Because if the car sales company really wanted to change the book in favor of Bob, it can create a brand new book and a new hash chain from all the transactions that took place in their book, but with a fit of those of Alice and Bob. transaction.

Because the ledger is private and the timestamps are only database strings, the listener has no way of knowing exactly when certain transactions have been added to the general ledger. (Or even if the big book he's looking at is authentic at all!)

Ie the Quantum book checks property 3, that of immutability, but not properties 1 and 2, those of the timestamp.

A whole chain of transactions claiming to cover several months of car sales could have been created before breakfast on the day of the trial.

On the other hand, with a blockchain solution, the ledger is distributed and transaction timestamps are set in time (as long as there is an honest node on the network). Therefore, such rewinding, rewriting or fraudulent time stamping would be noticed by the other members of the network.
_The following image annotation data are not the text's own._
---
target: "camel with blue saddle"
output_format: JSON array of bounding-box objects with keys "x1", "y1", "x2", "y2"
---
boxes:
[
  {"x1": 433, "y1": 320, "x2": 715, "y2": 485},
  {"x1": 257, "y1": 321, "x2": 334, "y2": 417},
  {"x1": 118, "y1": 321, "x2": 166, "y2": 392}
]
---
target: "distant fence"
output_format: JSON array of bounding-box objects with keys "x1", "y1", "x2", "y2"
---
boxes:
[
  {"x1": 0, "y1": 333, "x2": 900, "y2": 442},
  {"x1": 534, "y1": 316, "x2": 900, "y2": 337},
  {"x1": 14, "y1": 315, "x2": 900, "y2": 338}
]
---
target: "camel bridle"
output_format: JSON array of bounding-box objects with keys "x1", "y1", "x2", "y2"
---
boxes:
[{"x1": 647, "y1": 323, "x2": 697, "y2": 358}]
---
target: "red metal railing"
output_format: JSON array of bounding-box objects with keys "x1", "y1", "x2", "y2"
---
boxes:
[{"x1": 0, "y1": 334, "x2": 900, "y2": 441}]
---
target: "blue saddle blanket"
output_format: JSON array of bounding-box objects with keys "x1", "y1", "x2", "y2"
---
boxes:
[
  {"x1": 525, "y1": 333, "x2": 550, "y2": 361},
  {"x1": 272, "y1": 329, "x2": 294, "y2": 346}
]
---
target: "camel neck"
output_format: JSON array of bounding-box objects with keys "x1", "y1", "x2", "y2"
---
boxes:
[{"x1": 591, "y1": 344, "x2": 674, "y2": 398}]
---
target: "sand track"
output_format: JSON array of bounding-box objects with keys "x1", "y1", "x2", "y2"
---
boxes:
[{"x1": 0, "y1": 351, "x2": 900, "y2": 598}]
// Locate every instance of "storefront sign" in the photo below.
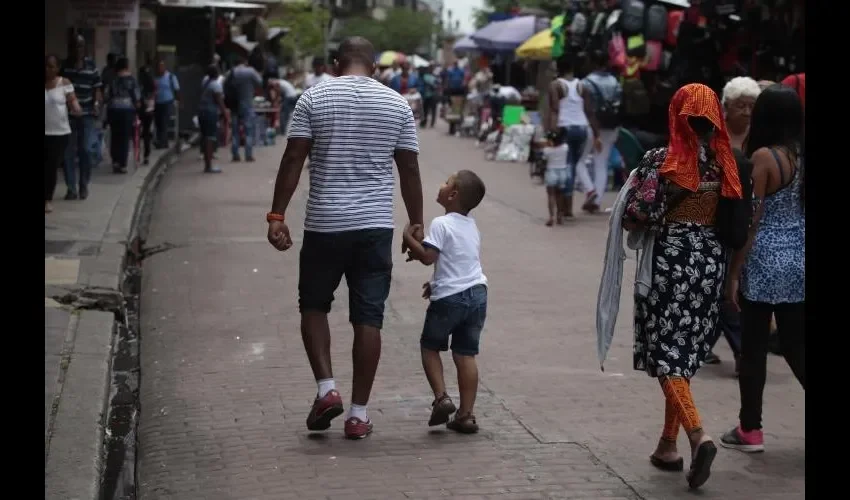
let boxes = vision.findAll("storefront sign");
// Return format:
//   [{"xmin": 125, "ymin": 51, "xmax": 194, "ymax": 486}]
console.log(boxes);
[{"xmin": 68, "ymin": 0, "xmax": 139, "ymax": 30}]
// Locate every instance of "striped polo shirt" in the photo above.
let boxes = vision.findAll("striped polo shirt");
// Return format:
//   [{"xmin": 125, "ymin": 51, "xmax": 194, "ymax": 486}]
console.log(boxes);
[
  {"xmin": 61, "ymin": 57, "xmax": 103, "ymax": 115},
  {"xmin": 289, "ymin": 76, "xmax": 419, "ymax": 233}
]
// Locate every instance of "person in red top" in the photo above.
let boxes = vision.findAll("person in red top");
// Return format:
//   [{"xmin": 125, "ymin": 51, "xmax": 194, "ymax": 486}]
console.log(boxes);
[{"xmin": 781, "ymin": 73, "xmax": 806, "ymax": 110}]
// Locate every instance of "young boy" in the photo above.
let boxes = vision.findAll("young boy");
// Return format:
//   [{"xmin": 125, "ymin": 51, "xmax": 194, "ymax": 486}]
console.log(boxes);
[
  {"xmin": 543, "ymin": 133, "xmax": 572, "ymax": 227},
  {"xmin": 404, "ymin": 170, "xmax": 487, "ymax": 434}
]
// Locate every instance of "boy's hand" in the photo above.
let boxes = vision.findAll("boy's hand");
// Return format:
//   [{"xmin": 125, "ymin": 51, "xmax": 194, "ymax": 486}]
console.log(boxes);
[{"xmin": 401, "ymin": 223, "xmax": 425, "ymax": 254}]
But blockchains are really hard to implement. Is there a way to make sure that the company with the car sales ledger can not play with timestamps but can do you still have a centrally managed big book?

Back to the newspaper!

Here is a solution again using the humble newspaper.

And if … the car sales company takes the last word of the day in his book Quantum and divides it with the morning title in The Times. The company then sends it to the Times for printing in the new "Daily Hashes" page.

Placing such a hash in the Times would satisfy the three properties:

  1. The morning title is in the hash, so any transaction that contributed to this hash value must have occurred. after The newspaper of today has been published.
  2. The hash value appears in the next day's log, so any transaction that contributed to this hash value must have occurred. before the hash appeared in the next day's newspaper.
  3. Since finding two chains that give the same hash is impossibleOnce a hash is in the paper, it is impossible to change the data that created the hash, so any transaction that contributed to this hash value is unchangeable.

The Daily Hash page can be placed in the center of the paper, next to the deepest pages of the sports section. It would not be a good read, but it could help to effectively audit companies in which we place a lot of trust.

In fact, a company called Bail offers such a service, but it's just that: a service. And if it was mandatory for the banks and other institutions in which we are very confident to publish a daily hash of their book and have it printed in the Times?


Newspapers and blockchains can provide the three key properties listed above.

But the blockchain on paper is so much simpler. No sharding, bifurcation, 51% attacks, Byzantine generals, tokens, cryptographic markets, gas, secret keys, distributed ledgers, privacy issues, etc. To name just a few!